Customers Jim Rhoads and Julie Accetta concurred that they have continued buying from the Fingerle family because of the openness with the products.
“I choose organic products over conventional and I have an organic garden,” Rhoads said. “Fingerle and I have shared a lot of tips with gardening and it’s helped me a lot throughout the years, and I just know what they do. I know the products they use, I know the methods they use and, even though he’s not certified organic, it’s about as close you’re going to get to it without the stamp as feel is available in this area.”
Accetta learned about the Fingerles’ production by word of mouth throughout Wabash County.
“I started coming out to the farm it must have been January or February several years ago and it’s so nice to be able to get fresh greens in the middle of the winter,” she said.
RiverRidge Farms is a service to the Wabash County community, according to Accetta.
“To do what he does on such a scale in such a rural area to promote such healthy eating and healthy care of the environment, it’s phenomenal,” She said. “So he’s feeding us nutritionally with really great quality food in an area where we are not able to get that kind of thing in the winter months and he is a great steward of the land with his organic practices and fertilizing.”
Although the business may be small, it supports three families and supplies Manchester Community Schools with fresh fruits and vegetables.
In several ways, Fingerle has been a small business leader and educator in the agricultural community, according to Curt Campbell, Purdue Extension Office educator.
Fingerle continually studies biological and organic soil fertility in order to grow the healthiest and most nutrient-dense vegetables.
“Through Purdue Extension, he has gotten to be known quite well as the specialist as far the hoop houses,” Campbell said. “People from all over the state know who Nathan Fingerle is.”
Inside the RiverRidge Farm shop, customers can also purchase other local farms’ goods in addition to the Fingerles’.

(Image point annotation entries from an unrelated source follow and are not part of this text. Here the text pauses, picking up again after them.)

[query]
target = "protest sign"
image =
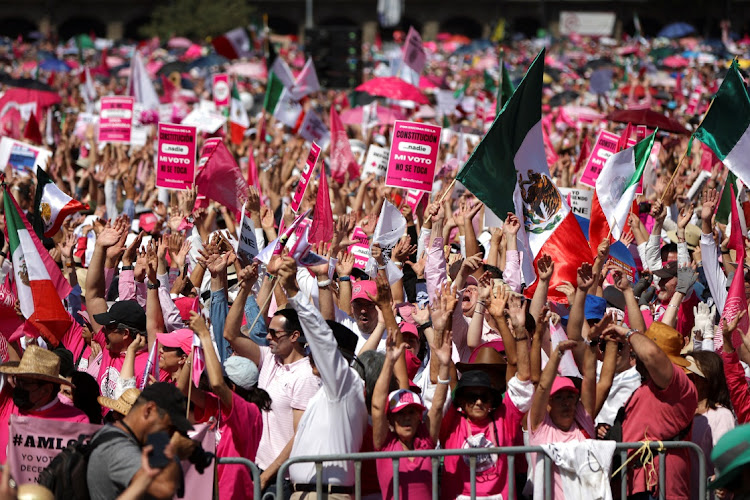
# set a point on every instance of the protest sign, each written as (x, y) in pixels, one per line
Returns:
(579, 200)
(314, 129)
(413, 156)
(175, 159)
(312, 160)
(22, 157)
(34, 442)
(116, 119)
(376, 161)
(247, 247)
(361, 249)
(221, 91)
(605, 146)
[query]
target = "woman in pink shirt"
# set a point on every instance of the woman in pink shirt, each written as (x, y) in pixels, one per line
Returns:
(397, 418)
(237, 403)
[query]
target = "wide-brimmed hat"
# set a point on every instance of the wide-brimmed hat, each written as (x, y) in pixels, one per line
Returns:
(730, 455)
(123, 404)
(37, 363)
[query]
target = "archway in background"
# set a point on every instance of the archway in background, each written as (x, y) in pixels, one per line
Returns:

“I have a little motto that I’ve come up with. ‘Keeping the small farms small,’” Fingerle said. “I’m not opposed to large-scale farming, but I only have an acre and a half. I have no opportunity to expand beyond that. So I looked at it and thought most times small-scale guys get larger and larger until they lose quality, until they lose efficiency, and so for me I wanted to focus on vegetables, doing them organically as possible, intensely as possible.
“We had a couple of other local families that were wanting to get into meat chickens, beef and pork, and they approached me and I said, ‘Yeah let’s try it.’ And it’s all snowballed from there.”
Fingerle’s sense of community also sparked the interest in opening his business to support other local producers.
“I believe in community and helping assist other people,” he said. “So what has happened is there’s a lot of small-scale producers … and it’s me aiding them and them aiding me, because I also make a commission off of everything I sell. It’s helping them expand their businesses within the local region.”
Most of all, the customers benefit.
“As we’ve grown our retail side of the store, we’ve realized what people are looking for,” Fingerle said. “They want local, which for most people that’s 50 miles from our farm or at least within in the state of Indiana.”
The Fingerle farm is a prime example of small farms making big waves in the community, Campbell continued.
“Too many times we’ve thought about Wabash County agriculture as only being cows, plows and sows and all of the big farmers,” he said, “whereas we have some small farmers that are doing just as much on a smaller acreage.”